Plant viruses pose a serious and ongoing threat to global agriculture in tropical to temperate regions. Among the most damaging are begomoviruses, a group of DNA viruses spread by whiteflies that infect many important food crops, including eggplant, tomato, pepper, cucurbit, cassava, and cotton. Infected plants often develop yellowing and curling leaves, stunted growth, and reduced yields, leading to significant economic losses for farmers.
In a new study published on December 27, 2025, in Theoretical and Applied Genetics , Volume 139, Article Number 20, researchers identified a gene in eggplant (Solanum melongena) that provides resistance to begomovirus infection. The work reveals a previously unknown defense mechanism and highlights clear biological differences between virus-resistant and virus-susceptible plants.
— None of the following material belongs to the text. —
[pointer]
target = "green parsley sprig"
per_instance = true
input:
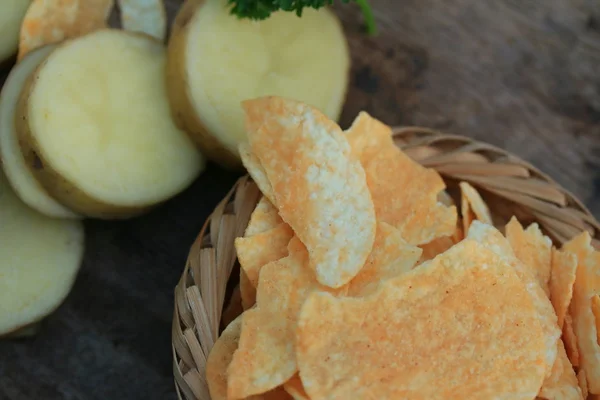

The study was led by Associate Professor Sota Koeda from the Graduate School of Agriculture, Kindai University, along with Nadya Syafira Pohan (Ph.D. candidate) from Kindai University. According to Dr. Koeda, "This study is the first to clone a begomovirus resistance gene in eggplant. We also demonstrated, for the first time in plants, that an exonuclease is associated with begomovirus resistance."
The researchers focused on a gene known as Eggplant yellow leaf curl disease virus resistance 1 (Ey-1). This gene encodes a DEDDh exonuclease, an enzyme that can degrade nucleic acids (DNA and/or RNA). In simple terms, the enzyme appears to damage the virus's genetic material, limiting its ability to multiply inside plant cells. To understand how Ey-1 works, the team compared eggplant lines that were resistant to begomoviruses with those that were susceptible. When exposed to the virus, resistant plants remained largely healthy, showing normal leaf shape and growth. In contrast, susceptible plants developed severe leaf curling and other disease symptoms, typical signs of begomovirus infection.
The difference was not just visible but measurable. The researchers found that virus-resistant plants accumulated far lower levels of viral DNA than susceptible plants. This result confirmed that Ey-1 does not merely reduce symptoms but actively limits viral accumulation inside the plant. This distinction between resistant and susceptible plants is especially important for agriculture. Begomoviruses are difficult to control because they are transmitted by whiteflies, which are hard to manage and increasingly resistant to chemical insecticides. As a result, farmers often rely on repeated pesticide applications, which can harm the environment and pose risks to human health.
"Our findings will contribute to the eco-friendly control of begomovirus-caused diseases and help ensure food security," says Dr. Koeda.
The study's implications extend beyond eggplant. By understanding how Ey-1 confers resistance, plant breeders may be able to develop new crop varieties that are naturally protected against begomoviruses. Such crops would reduce the need for insecticides by targeting the virus itself rather than its insect vector. Dr. Koeda emphasizes the long-term benefits of this approach: "This knowledge can be applied to breed virus-resistant crops, which would reduce the amount of insecticide used to control whiteflies. This would benefit not only the natural environment but also the health of producers."
The motivation behind the research is rooted in real-world experience. Dr. Koeda has visited vegetable-growing regions in Japan and overseas, particularly in tropical and subtropical areas where begomovirus outbreaks can devastate crop production. These observations highlight the urgent need for durable, genetics-based solutions.
In conclusion, by clearly linking a single gene to measurable differences between virus-resistant and virus-susceptible plants, the study provides a strong foundation for future breeding efforts. The discovery of Ey-1 represents a meaningful step toward more resilient crops and safer, more sustainable food production systems.